You can also anchor the band to a low point behind you and step forward to get tension, then perform kickbacks from there.
Putting it together: a simple at home tricep workout
Use this template two or three times per week. Adjust reps and sets based on your experience, but stay in the 8 to 12 rep range for most sets, and aim to feel real fatigue by the last few reps.
- Warm up
- 3 to 5 minutes of light cardio, like marching in place or brisk walking
- Dynamic arm circles, shoulder rolls, and gentle elbow bends
- Main workout
- Close grip push ups, 3 sets of 8 to 12 reps
- Chair tricep dips, 3 sets of 8 to 10 reps
- Overhead dumbbell tricep extension or band pushdown, 3 sets of 10 to 12 reps
- Lying dumbbell tricep extensions or dumbbell kickbacks, 3 sets of 10 to 12 reps
- Cooldown
- Gentle tricep and chest stretches, 20 to 30 seconds each
- Focus on slow breathing to bring your heart rate down
Trainers often suggest matching lighter loads with higher reps and allowing enough rest between sessions, along with 7 to 9 hours of sleep, so your muscles can repair and grow.
Aim to progress gradually. Add a rep or two, increase the weight slightly, or switch variations every few weeks to keep your triceps challenged.
Form tips to protect your elbows and shoulders
Good form matters as much as exercise choice. Many common tricep moves can strain your joints if you rush or overload them.
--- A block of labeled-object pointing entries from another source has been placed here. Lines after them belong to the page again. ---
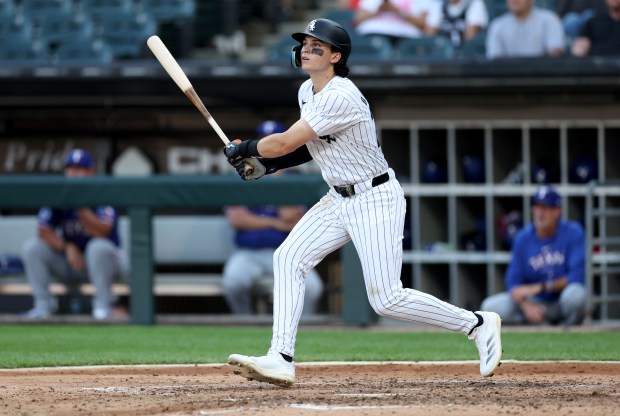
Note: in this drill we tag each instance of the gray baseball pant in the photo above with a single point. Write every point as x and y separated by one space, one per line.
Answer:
571 304
244 267
104 261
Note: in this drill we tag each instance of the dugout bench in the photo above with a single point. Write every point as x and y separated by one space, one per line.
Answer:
139 196
177 240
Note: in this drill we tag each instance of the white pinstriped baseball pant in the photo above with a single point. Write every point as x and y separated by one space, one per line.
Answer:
374 221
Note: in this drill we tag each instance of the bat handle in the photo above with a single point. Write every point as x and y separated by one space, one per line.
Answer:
248 169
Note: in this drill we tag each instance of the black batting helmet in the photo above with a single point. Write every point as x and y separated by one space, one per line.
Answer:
327 31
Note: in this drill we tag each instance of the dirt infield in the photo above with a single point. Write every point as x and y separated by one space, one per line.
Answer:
386 389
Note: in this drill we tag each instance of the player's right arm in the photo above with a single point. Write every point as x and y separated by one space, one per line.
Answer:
280 144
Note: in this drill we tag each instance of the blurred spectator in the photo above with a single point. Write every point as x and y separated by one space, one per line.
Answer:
461 20
86 246
259 231
348 4
525 31
397 19
600 35
545 280
574 13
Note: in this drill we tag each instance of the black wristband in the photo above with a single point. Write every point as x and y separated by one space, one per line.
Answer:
249 148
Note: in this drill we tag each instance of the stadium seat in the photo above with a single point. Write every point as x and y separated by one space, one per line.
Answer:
22 51
7 8
424 48
127 34
370 48
83 52
42 7
281 50
168 10
15 28
58 27
342 16
100 10
496 8
475 47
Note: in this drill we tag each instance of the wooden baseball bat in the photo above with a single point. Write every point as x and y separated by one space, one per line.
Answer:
173 69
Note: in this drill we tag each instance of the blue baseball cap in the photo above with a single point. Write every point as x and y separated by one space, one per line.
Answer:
547 196
79 158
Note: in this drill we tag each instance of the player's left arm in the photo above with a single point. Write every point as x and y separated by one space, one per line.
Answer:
280 144
95 225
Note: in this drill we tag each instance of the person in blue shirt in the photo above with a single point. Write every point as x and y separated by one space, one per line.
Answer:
74 244
545 280
259 231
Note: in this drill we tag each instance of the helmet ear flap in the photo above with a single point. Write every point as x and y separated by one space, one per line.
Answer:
296 56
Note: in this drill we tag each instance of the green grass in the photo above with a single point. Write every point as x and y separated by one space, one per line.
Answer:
68 345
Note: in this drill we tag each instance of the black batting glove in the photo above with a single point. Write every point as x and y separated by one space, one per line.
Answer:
238 150
231 151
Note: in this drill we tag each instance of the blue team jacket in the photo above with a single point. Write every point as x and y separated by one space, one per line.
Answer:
536 260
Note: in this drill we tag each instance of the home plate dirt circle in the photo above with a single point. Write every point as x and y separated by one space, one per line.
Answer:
550 388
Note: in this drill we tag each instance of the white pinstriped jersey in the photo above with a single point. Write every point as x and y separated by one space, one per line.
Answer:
346 148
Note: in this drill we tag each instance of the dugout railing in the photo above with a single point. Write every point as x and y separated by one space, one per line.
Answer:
603 249
140 196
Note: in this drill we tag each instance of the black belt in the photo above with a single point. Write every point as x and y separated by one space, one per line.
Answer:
349 190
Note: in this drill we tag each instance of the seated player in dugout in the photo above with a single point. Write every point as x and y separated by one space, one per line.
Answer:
259 231
74 245
545 280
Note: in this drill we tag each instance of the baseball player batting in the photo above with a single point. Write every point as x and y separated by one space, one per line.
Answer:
365 204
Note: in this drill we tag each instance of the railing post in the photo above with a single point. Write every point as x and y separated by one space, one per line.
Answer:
142 300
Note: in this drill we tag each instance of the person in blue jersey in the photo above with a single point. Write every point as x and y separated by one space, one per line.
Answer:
259 231
73 244
545 280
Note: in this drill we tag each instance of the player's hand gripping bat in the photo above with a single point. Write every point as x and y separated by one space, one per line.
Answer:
173 69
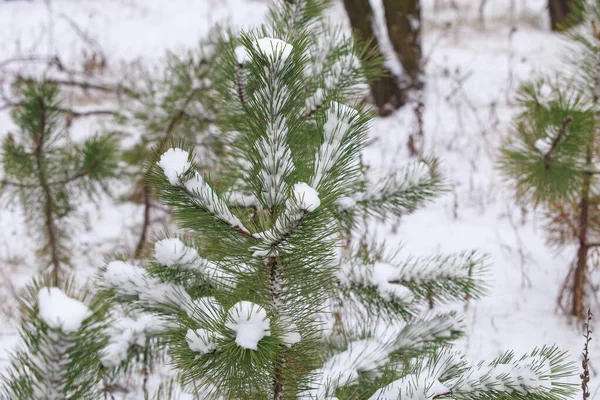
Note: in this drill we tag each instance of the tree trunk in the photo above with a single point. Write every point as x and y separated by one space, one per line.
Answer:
562 14
403 20
582 253
386 94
Keep these pointers in mind:
- Maintain an upright posture during dips and pushdowns so your triceps, not your shoulders, do the bulk of the work
- Move in a controlled way, avoid bouncing at the bottom or snapping your elbows straight at the top
- Keep a full but comfortable range of motion, stop short of painful positions or extreme stretch
- Increase weight or band tension slowly to give your tendons time to adapt
If you feel sharp pain in your elbow or shoulder, stop that exercise and switch to a pain free variation. Push ups or band work are often easier on sensitive joints than deep dips or very heavy skull crushers.
Next steps
You do not need a full gym or complicated machines to use the best tricep exercises. With a chair, a pair of dumbbells, or a simple resistance band, you can train all three heads of the triceps and steadily build strength and definition.
Pick two or three exercises from each category you can safely do at home and plug them into the workout template above. Commit to two consistent sessions a week for the next month, track your reps, and gradually increase the challenge.
You will notice everyday pushing tasks feel easier first. The visible arm definition will follow.